Splitting a prize may give an impression of indecisiveness. Then again, this might be a statement – hopefully a strong one. In case of the long final round of the debate of this FIPRESCI jury, the term “comparing apples and oranges” came up so often that precisely that seemed worth telling in the end.

The question of comparability came up because there are specific basic similarities in the construction of the plots of the two finalists – namely focussing on the attempt of a main character (each of a quite distinctive lower class aura) to restart a life at the fringes of civilization. In Los Muertos, Lisandro Alonso introduces us to provincial Argentina and to a taciturn man in his fifties who after a release from decades of prison travels deeply into the rainforest to reunite with the remains of his family. The more familiar, also poverty-stricken suburbs of upstate New York are the background for an inner travel of a woman of about thirty. In Debra Granik’s Down To The Bone, a married mother of two is fighting heavily to get rid of her addiction to cocaine and to self-destructive tendencies. Open endings in both films.

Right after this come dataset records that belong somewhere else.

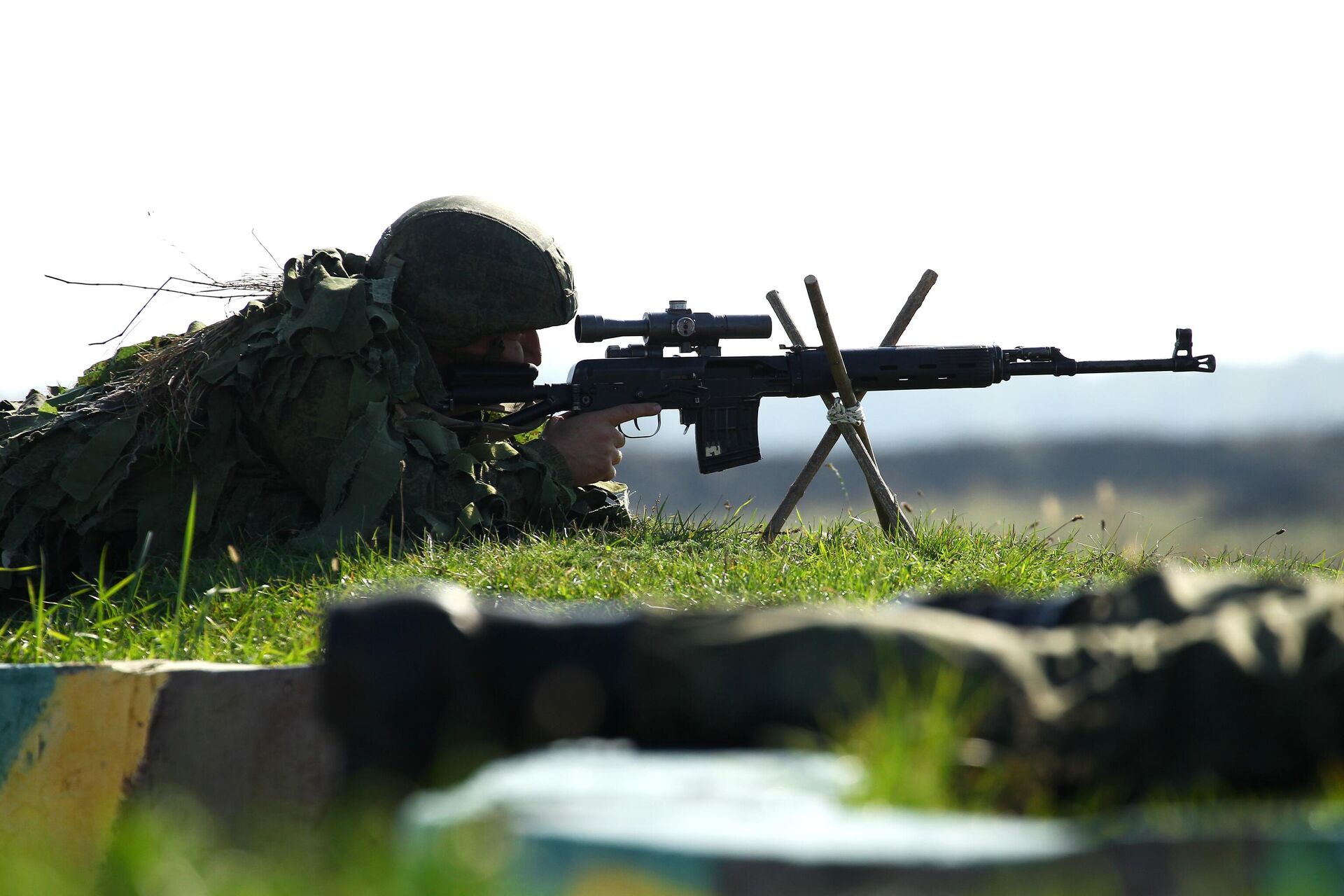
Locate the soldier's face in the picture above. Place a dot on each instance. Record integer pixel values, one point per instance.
(519, 347)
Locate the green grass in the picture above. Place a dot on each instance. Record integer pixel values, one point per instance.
(264, 605)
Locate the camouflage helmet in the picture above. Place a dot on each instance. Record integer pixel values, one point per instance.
(470, 267)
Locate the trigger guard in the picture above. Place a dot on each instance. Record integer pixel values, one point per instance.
(622, 429)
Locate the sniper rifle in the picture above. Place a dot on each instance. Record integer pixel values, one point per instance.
(721, 396)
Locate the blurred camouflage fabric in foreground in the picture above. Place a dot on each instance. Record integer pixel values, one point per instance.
(1164, 684)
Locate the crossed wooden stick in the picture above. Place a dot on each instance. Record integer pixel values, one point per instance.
(844, 414)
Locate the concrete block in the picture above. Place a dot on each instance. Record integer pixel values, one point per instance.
(77, 741)
(603, 818)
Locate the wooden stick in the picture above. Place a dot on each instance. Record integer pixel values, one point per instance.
(832, 435)
(889, 512)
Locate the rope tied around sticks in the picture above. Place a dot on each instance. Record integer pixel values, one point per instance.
(840, 414)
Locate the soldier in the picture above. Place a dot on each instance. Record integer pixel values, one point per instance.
(309, 415)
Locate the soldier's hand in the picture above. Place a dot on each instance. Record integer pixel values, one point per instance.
(590, 444)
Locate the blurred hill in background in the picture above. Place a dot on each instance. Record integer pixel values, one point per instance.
(1191, 496)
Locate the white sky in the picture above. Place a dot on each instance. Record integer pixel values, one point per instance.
(1084, 175)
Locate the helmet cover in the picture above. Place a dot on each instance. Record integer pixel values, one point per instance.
(472, 269)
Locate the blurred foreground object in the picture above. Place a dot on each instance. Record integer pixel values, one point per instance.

Completely different were, on the other hand, the approaches of storytelling. With his second feature film, Lisandro Alonso (La libertad) delivers another striking example of how much the new wave of Argentine cinema works on contemporary film styles – specifically underlining the fact that they are made on 35/16 mm. In many scenes, cuts come remarkably late, forcing the viewers to stay with scenes of a possibly disturbing nature (circling around sex, death, silence) or allowing the camera to drift around to show more of the surroundings — and making the sounds take over the viewer’s attention. Combined with elliptic plot omissions, namely explaining the murder victims which make the title, Los Muertos can be described as looking glass cinema – a fine example of hypnotic realism somewhat comparable to portrayals made by the Dardenne brothers (Rosetta,Le fils). The emphatic approach to low life is similar, just calmer.

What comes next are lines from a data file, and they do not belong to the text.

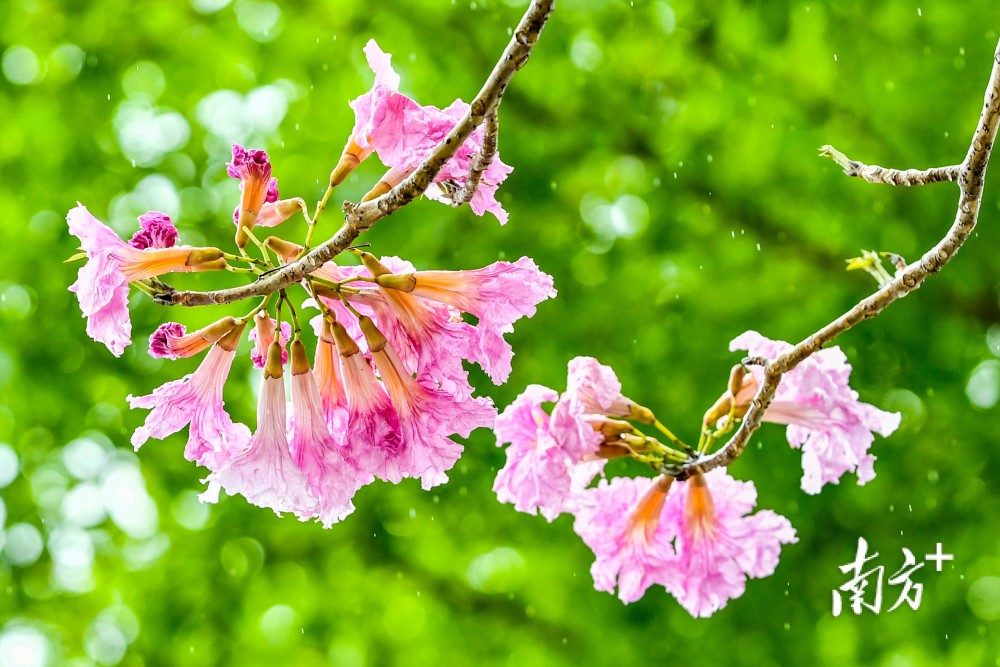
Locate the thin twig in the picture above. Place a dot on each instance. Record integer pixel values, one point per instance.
(359, 217)
(483, 159)
(971, 176)
(876, 174)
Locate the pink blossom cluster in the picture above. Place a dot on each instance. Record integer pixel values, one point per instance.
(824, 416)
(697, 538)
(403, 133)
(103, 283)
(373, 404)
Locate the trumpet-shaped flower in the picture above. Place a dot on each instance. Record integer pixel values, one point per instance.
(262, 336)
(196, 399)
(102, 284)
(330, 476)
(333, 396)
(498, 295)
(719, 543)
(700, 545)
(264, 472)
(545, 472)
(824, 416)
(156, 230)
(427, 415)
(593, 388)
(372, 442)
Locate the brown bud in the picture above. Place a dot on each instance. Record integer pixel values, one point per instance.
(286, 250)
(206, 259)
(718, 410)
(345, 344)
(736, 378)
(272, 368)
(217, 330)
(613, 429)
(300, 361)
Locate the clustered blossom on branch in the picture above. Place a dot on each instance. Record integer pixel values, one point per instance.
(388, 390)
(696, 538)
(403, 133)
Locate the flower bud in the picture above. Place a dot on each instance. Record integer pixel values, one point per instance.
(286, 250)
(376, 341)
(300, 361)
(275, 213)
(372, 264)
(272, 368)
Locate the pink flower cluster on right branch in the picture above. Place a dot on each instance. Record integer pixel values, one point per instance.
(824, 416)
(699, 538)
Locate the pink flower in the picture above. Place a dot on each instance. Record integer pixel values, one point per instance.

Debra Granik’s Down To The Bone stands for a digital future of cinema which does not try to be DVD-optimized (to impress either by heavy editing in the way music videos do, nor by guerrilla aesthetics of handheld cameras), but by an emphasis on integrity of content which can be protected (and achieved) by low production costs. In camera and editing (both remarkably humble), this American descendant of traditional British kitchen-sink realism (Mike Leigh, e.g.) appears as discreet observer of strikingly precise portraits of human conditions and social microcosms. An all too repetitive character of a new relationship adds melodrama, a variety of animals, from a pet snake to an antler, fresh symbolism. And the relaxed intensity of acting underlines a rarely-seen naturalistic depiction of substance abuse in the aptly titled Down To The Bone.

Among the films of the Viennale – the non-competitive, but in its selection quite idiosyncratic Vienna International Film Festival – first and second feature films were eligible for the FIPRESCI award. It should be added that among those were some highly interesting examples for innovative aesthetics and structures – either in the field of the digital or the analogue. Or for craftsmanship. Or for social values and concerns. At a point of the debate the comparison with ice-skating was brought up – combination makes winners.